My own life experience tells me that some people who lack in technical intellectual ability (what we normally call "intelligence") can be imbued with a sort of intuitive sense that guides them through life in a very constructive, creative way. I had an ex-girlfriend who was a gifted poet, in a sort of raw, musical, intuitive manner. To use a psych-term, she had a "natural tendency towards harmonious order", as well as normal physical and mental health. She wouldn't have the slightest chance in dealing with the semantics of this argument, not all, except in a sort of visceral sub-sensory way. It's also obvious that these sort of people, beyond not being destructive or parasitic, could actually fill a very constructive role within a proper social order.

I guess someone with high "metaphysical intelligence" would be the perfect balance between cold logical intelligence and this intuitive harmoniousness. The Renaissance Man, or whatever.


A better basis for eugenics is an understanding of race.
If, by "race", we mean a recognition of ethnic communities as an organic totality with a spirit that operates on a supra-individual level, then I agree with you completely.
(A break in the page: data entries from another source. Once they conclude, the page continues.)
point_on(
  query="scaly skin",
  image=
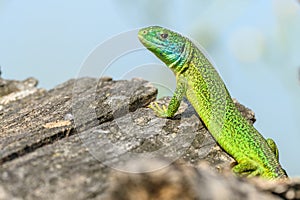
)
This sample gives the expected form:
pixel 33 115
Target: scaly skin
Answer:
pixel 198 80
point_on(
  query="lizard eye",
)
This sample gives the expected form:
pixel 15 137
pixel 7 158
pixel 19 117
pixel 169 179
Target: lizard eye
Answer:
pixel 164 35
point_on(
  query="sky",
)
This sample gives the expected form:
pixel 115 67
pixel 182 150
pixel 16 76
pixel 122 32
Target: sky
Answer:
pixel 254 45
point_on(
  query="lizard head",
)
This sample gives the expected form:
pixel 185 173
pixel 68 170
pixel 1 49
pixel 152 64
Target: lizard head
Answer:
pixel 167 45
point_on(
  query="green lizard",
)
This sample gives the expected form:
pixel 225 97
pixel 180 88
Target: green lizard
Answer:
pixel 198 80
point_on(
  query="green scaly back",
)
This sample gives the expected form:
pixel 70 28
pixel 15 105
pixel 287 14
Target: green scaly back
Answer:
pixel 199 81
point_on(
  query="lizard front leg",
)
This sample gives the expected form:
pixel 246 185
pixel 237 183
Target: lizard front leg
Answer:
pixel 174 104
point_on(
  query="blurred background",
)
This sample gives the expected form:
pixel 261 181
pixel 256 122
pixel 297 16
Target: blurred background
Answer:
pixel 254 45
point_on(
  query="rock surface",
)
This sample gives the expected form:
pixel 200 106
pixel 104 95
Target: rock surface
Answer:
pixel 96 139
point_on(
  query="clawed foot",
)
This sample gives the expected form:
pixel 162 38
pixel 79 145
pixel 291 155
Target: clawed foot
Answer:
pixel 160 111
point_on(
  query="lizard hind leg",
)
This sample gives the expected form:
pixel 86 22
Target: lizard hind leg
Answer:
pixel 273 147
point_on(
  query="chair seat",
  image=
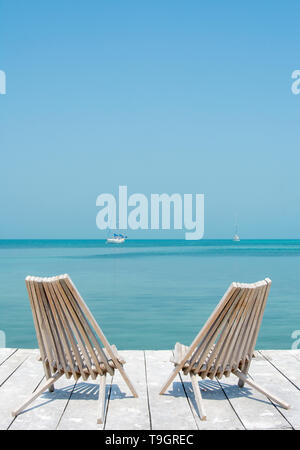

Ideally, the race should be like a body, with different parts having their different roles. It's also pretty obvious that the racial bodies that exist really need to burn off some fat. (And I'm all for eugenics, at least the sort that encourages the top 10% of our society to breed more and the bottom 10% to breed less. It goes without saying that racial aliens are a perfect case for "negative eugenics".)

Also, if we talk about the "bodily" nature of society, we might bring up cancer. Too much fat is a problem, but that's easier solved that a cancer through the whole organism. Social cancers are totally unrelated to intelligence. Actually, destructive ideas are often promoted by intelligent people. Just think of all the apparently "intelligent" Freudian and Marxist theories, which are socially poisonous even though the promoters of these ideas are almost always quite intelligent.

Padre Organtino
02-03-2012, 10:01 AM
My personal experience supports this claim. The most reasonable and well adapted folks I've met were Georgian villagers who despite not being very bright in certain subjects and matters still had a tight grasp of reality and a lot of practical intelligence. Now the most ignorant and unaware would be some of Moscow intellectuals that had no idea what real life was about.
This said I think that common sense works best combined with strategic vision and intellectual potential provided by the eductaed ones. Problem with simple folks' common sense is that it operates well on day to day grounds and gives good rational for simple decision making but has limited potential for really advanced tasks. Basically the ability to adopt very new and different technologies, ways of doing things, customes and etc was what helped Euros to dominate in the end. You can not accomplish this without having some real intellectuals at your disposal.

Thunor
02-03-2012, 10:05 AM
Well, if your goal is to nurture this "metaphysical intelligence" in all humans (or at least, all people of your own race), then it's the strongest argument in favor of radical eugenics, rather than a mark against it.


Social cancers are totally unrelated to intelligence. Actually, destructive ideas are often promoted by intelligent people. Just think of all the apparently "intelligent" Freudian and Marxist theories, which are socially poisonous even though the promoters of these ideas are almost always quite intelligent.
True.
Who needs those intellectuals who have no grasp of reality, anyway?

Thunor
02-03-2012, 10:50 AM
Also, I just looked this up and found out that the best German philosophers all had under 120 IQ points.

Fact.

LastManOnEarth
02-04-2012, 07:08 PM
There is no reliable measure of whatever we choose to term intelligence.

It doesn´t help that you give a concept such a bombastic and authoritative name as "Intelligence quote". It says something, but is not even close to any kind of fullness.

The sad truth is if you took a cross-section of what people come to call "geniuses" of any given period of history, their IQs would not correlate very well with achievement.

It´s like with so many other human ideas and concepts; we think we´re so hot and that we got the whole picture, but in fact we are just maggots.